American public school in North Carolina

Madison High School is a public high school located in Marshall, North Carolina.

==Facilities==

Madison High School has several facilities, including:
- 44 Classrooms
- 5 Workshops
- 1 Greenhouse
- A Shooting Range for the JROTC Program
- 6 Science Labs
- A 1-Mile Public Walking Trail

==Location==

Madison High School and Madison County Schools' Central Office are located on 54 acres of land owned by the Madison County Board of Education. Aside from the main building, the campus includes: an Alternative Learning Program facility, an external Masonry classroom and shop, a Softball Field, and O.E. Roberts Stadium featuring artificial turf, an Olympic-size track, and a field house.
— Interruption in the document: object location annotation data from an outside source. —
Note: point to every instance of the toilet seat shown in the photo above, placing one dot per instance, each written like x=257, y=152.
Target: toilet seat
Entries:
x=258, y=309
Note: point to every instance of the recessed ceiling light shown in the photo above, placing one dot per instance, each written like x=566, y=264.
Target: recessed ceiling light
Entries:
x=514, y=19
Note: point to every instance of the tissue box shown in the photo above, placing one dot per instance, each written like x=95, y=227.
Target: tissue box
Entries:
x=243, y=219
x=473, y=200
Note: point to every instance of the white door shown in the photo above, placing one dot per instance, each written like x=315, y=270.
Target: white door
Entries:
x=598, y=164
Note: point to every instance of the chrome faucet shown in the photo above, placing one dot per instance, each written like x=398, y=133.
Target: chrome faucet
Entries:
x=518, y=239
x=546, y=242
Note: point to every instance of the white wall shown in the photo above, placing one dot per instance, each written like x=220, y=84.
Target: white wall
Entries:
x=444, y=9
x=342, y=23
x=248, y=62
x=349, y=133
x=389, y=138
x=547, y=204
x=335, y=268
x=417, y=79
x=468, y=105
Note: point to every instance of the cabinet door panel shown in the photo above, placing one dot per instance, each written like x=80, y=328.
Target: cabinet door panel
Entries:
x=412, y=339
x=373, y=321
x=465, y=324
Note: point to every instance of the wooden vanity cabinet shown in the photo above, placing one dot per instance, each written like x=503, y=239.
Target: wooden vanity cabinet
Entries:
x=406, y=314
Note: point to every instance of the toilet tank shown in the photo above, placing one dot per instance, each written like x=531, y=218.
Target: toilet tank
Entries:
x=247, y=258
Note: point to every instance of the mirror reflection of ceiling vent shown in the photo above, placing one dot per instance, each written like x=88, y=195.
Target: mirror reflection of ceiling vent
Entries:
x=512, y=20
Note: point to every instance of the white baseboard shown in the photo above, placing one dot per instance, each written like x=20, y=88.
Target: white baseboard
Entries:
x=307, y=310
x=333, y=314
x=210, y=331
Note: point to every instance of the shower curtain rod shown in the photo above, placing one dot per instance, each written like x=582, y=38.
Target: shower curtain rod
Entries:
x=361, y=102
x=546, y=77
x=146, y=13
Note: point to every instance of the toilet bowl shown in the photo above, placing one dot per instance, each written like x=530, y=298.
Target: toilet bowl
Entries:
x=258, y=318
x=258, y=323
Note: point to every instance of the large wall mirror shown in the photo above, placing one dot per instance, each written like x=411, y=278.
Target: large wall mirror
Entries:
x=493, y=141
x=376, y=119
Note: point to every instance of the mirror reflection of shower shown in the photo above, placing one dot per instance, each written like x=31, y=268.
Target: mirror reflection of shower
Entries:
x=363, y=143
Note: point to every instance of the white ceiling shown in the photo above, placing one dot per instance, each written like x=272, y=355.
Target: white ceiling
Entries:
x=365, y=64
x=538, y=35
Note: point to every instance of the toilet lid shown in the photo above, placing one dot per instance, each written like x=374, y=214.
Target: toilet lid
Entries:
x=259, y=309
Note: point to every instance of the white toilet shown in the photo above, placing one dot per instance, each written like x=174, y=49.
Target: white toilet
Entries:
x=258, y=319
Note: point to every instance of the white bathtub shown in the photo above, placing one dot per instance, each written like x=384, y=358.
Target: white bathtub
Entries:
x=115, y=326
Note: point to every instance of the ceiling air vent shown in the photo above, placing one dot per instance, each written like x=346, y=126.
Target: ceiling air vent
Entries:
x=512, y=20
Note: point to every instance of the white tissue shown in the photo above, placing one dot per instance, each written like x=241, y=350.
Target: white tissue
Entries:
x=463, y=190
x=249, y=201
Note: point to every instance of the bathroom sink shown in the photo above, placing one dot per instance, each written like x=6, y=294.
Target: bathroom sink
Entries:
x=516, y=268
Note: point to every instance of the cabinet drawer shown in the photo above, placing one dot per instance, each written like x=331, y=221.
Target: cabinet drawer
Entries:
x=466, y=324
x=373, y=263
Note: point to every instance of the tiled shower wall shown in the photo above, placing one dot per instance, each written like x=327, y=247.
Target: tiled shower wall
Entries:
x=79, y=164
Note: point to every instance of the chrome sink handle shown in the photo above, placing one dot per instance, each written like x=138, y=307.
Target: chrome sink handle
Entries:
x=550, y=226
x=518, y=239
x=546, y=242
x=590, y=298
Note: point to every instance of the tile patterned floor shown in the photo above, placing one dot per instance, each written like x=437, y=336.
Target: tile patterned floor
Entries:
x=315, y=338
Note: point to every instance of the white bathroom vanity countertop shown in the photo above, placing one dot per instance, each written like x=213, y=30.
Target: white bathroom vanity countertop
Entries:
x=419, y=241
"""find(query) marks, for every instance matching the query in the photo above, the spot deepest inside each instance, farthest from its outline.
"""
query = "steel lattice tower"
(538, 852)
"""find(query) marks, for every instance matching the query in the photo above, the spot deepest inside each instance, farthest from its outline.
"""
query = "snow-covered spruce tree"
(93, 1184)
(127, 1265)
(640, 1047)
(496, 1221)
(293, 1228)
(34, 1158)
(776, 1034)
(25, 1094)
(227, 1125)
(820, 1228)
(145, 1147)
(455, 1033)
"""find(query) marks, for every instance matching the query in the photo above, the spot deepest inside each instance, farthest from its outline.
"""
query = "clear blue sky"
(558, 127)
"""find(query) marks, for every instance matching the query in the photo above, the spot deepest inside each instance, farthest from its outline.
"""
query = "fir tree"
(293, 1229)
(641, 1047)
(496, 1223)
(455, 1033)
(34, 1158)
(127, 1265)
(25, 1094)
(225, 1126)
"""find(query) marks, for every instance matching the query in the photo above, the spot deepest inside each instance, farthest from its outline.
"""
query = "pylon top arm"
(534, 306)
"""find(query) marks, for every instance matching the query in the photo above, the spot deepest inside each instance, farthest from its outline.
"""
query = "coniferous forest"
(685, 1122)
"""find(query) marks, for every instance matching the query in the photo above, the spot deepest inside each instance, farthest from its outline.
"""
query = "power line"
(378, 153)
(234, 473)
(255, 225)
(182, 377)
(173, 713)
Along with these buildings, another school, Madison Early College High School (MECHS) was built in 2018. Prior to the construction of the new campus in 1974, the High School was located in a building just outside of Mars Hill Elementary in Mars Hill.

==Population==

Madison High has decreased in size since it opened in 1974 from over 800 students to under 600 students.

==Transportation==

Sixteen buses serve Madison High School and Madison Middle School. The average ride time for students comes out at around an hour and a half, and the average bus route is 23 miles one way. Buses cover an average of 4,500 mi^{2} a day in Madison County.